The peer-to-peer (P2P) lending market is evolving all the time. Mortgage Introducer runs a feature on “disruptive” – very much a buzz word, but still appropriate – aspects of P2P lending.
“The low cost structure associated with peer to peer lending has enabled platforms to pass on benefits to both borrowers and investors. Perceived superior user experience has also led to analysts predicting a bright future for P2P lending platforms.
“Although as a market P2P lending is still considered to be emerging, it’s reported that over $5.5bn in loans were issued by these platforms in 2014 in the United States alone.
“According to Price Water House Coopers, the P2P market could reach $150 billion or higher by 2025. BI Intelligence forecasts that UK P2P lending will grow at a 45% five-year compound annual growth rate, reaching £16 billion ($23 billion) by 2020.

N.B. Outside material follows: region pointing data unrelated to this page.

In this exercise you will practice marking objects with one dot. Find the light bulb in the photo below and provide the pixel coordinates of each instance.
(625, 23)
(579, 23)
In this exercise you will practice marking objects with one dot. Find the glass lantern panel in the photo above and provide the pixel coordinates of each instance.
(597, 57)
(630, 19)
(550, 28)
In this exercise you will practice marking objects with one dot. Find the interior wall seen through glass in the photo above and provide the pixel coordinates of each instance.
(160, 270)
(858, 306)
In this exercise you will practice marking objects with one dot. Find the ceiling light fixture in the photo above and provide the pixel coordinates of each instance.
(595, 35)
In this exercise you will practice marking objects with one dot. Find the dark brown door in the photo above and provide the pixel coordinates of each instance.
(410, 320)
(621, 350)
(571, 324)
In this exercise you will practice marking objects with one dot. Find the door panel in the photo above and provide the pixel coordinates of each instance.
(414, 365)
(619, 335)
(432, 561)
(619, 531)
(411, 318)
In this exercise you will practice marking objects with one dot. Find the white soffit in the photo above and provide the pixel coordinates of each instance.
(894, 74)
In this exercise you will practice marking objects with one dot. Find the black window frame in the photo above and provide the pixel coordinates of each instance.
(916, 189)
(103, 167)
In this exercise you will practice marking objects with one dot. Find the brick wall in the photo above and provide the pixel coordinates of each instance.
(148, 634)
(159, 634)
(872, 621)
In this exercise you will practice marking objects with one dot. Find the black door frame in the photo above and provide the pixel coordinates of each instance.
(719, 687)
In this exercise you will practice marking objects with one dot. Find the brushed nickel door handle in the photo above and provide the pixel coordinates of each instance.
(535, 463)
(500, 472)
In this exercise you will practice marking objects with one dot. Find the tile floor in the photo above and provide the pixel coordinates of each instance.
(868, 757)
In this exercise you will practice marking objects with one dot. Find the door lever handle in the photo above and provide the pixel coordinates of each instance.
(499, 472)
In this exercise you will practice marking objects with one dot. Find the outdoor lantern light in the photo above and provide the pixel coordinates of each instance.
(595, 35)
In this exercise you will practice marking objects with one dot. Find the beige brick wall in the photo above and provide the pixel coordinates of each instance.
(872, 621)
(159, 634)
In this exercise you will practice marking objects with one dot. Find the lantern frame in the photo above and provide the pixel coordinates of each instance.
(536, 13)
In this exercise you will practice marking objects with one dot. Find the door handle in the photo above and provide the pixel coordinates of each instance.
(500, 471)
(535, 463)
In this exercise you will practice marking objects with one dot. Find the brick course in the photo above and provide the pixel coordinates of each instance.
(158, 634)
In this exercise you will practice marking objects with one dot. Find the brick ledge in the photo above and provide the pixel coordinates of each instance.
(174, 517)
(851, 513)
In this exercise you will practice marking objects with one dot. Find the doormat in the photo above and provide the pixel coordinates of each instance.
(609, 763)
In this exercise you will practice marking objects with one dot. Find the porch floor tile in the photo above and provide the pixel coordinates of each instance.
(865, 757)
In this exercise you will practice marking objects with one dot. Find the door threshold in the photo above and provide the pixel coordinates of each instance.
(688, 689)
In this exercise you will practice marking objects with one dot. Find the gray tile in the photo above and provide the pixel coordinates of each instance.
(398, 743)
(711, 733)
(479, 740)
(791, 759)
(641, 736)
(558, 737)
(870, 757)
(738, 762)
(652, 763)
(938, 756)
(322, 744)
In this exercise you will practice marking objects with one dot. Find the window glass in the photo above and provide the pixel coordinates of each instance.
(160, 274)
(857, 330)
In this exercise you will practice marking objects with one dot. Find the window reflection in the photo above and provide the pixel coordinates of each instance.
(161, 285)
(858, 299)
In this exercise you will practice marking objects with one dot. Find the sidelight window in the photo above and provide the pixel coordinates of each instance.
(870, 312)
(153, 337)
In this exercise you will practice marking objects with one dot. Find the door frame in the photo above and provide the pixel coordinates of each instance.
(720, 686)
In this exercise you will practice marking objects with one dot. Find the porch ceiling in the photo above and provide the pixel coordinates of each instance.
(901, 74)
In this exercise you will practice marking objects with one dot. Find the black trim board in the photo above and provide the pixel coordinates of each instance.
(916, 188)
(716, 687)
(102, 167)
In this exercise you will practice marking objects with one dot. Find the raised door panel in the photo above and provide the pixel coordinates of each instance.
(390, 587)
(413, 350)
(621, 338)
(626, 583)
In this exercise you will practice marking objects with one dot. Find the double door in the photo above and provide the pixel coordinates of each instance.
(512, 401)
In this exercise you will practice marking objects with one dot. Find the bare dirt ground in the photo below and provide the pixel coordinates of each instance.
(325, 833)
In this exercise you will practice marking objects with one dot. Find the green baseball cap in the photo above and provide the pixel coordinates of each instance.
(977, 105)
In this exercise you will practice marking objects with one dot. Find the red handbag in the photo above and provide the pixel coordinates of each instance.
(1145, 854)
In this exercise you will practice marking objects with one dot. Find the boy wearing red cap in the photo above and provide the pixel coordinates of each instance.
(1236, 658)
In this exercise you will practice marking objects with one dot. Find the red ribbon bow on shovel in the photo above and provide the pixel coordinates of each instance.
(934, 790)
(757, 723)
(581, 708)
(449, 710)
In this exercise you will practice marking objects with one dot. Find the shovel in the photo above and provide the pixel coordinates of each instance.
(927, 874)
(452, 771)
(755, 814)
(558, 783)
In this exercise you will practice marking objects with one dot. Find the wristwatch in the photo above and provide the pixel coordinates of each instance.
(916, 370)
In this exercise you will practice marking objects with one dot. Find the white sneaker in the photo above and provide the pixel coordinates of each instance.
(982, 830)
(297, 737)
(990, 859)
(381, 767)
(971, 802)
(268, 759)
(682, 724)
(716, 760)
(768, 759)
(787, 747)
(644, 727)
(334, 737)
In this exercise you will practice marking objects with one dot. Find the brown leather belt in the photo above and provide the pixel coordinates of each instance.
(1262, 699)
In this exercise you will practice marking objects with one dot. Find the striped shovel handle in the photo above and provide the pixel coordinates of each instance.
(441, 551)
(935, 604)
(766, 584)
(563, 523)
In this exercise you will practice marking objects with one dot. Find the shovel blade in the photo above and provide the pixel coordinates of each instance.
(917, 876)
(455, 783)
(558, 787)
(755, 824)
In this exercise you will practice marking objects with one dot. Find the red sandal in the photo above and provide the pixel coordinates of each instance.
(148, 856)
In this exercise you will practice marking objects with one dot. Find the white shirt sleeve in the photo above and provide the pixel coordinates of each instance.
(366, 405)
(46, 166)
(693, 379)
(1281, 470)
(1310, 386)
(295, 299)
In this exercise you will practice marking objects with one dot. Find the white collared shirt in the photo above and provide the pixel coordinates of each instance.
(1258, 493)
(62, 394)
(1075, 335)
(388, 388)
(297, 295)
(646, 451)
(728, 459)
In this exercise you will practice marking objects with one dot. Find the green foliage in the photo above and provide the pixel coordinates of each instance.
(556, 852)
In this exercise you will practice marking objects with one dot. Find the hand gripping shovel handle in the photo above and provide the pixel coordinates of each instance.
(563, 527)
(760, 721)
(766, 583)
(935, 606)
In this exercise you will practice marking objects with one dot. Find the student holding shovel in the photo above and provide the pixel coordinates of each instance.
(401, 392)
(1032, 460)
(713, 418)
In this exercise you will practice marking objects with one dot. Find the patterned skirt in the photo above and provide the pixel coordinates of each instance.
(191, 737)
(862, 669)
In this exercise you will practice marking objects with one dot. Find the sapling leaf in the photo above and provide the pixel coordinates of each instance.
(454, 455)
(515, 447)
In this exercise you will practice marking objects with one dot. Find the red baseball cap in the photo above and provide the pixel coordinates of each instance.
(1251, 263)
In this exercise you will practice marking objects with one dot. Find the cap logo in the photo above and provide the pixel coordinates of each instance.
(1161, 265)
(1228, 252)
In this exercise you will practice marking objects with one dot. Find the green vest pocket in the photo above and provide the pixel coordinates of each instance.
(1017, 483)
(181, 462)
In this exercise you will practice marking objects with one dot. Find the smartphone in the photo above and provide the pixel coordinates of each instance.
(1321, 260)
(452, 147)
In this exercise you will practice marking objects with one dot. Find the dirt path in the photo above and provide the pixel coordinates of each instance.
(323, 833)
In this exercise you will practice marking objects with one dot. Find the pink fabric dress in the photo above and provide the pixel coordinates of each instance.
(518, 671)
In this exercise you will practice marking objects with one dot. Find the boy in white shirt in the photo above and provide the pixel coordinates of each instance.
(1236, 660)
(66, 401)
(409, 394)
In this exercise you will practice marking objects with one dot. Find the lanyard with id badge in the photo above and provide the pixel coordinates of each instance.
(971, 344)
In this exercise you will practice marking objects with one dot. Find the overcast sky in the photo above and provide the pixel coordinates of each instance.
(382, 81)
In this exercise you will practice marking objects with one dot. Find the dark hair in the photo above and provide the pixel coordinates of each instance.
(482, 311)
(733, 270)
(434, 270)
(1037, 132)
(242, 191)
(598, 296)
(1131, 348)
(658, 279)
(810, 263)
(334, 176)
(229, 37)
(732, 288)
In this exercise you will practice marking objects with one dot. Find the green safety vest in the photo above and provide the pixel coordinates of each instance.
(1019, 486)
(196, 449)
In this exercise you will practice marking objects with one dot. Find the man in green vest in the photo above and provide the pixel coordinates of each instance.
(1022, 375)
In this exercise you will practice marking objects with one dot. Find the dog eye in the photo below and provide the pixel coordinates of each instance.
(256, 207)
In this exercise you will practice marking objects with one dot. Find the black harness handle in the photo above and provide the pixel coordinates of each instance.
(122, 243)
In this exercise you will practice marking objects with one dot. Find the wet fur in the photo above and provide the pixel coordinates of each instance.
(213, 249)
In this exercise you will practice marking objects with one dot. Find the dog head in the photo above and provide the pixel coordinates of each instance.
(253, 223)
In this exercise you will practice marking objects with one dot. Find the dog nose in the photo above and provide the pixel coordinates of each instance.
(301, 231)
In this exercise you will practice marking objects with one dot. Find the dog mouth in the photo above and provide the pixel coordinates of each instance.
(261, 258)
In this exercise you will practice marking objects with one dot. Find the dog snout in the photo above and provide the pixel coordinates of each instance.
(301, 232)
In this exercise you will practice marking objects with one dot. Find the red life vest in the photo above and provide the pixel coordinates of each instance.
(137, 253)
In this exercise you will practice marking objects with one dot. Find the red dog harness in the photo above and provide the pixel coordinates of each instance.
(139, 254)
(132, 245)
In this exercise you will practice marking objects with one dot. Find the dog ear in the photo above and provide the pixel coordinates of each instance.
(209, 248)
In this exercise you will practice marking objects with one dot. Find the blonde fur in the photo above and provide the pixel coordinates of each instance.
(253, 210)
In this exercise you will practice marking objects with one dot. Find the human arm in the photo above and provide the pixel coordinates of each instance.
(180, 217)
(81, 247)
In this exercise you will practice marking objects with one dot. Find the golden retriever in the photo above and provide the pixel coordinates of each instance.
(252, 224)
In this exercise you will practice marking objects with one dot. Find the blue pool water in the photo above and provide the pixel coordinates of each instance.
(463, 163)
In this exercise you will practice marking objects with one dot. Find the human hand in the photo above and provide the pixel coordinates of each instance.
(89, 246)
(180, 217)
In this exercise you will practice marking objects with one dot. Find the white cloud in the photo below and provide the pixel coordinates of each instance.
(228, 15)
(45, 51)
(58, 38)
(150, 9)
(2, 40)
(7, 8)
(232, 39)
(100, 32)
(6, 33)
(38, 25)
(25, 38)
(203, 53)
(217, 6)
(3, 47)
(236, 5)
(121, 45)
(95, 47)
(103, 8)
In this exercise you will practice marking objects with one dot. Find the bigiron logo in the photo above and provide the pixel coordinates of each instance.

“P2P platforms aim to provide risk-adjusted returns for investors which makes it only a matter of time before start-ups expand into a variety of asset classes including small business lending, student loans and mortgages.”
At Money&Co., we bring individual lenders seeking good returns on capital together with carefully vetted borrowing companies. Property is not usually part of the picture, unless it forms part of the asset base over which we take a legal charge to protect lenders’ interests in case of a borrower default.